David Wade, CIO of the financial services firm Primerica, said he intends to upgrade from his zEnterprise 196 in a year to 18 months. Wade has installed 19 mainframes in 32 years at Primerica, where he began as a production control technician. Their IT shop is primarily IBM, including its P Systems and Wintel platforms. The company's database software is also IBM. Wade said they installed version one of DB2 in 1984 and are now on version 10.
Wade is proponent of continuous upgrades. He says some IT managers will add processors to gain performance but he believes you need to upgrade to latest version to get real gains. When his company installed their z196, "we took four hour off our batch cycle at night," Wade said. He is committed to the IBM platform and says he has seen some of his peers migrate off mainframes only to return. Leaving the mainframe is "just a waste of time and money," Wade said.

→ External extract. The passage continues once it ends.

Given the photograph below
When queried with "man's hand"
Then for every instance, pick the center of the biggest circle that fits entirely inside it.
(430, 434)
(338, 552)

It's because of people such as Wade that IBM has continued with the system, despite the increasing capabilities of alternative systems, including its own Power systems.
In every generational revision of the mainframe, "you always see an interesting mix of significant performance bumps mixed in with new features to support emerging workloads, and that's been a hallmark of IBM's mainframe strategy," said Charles King, an analyst at Pund-IT who was also briefed on the new system. King said it's important for IBM to adapt these systems to new workloads, such as analytics, "so it doesn't get stuck as just a credit card and bank statement transaction platform."
The mainframe can meet computational requirements that come from, for instance, RFID-generated data to smart electrical meters. IBM has taken a transaction model "and then adapts it to different kinds of transactions," said King.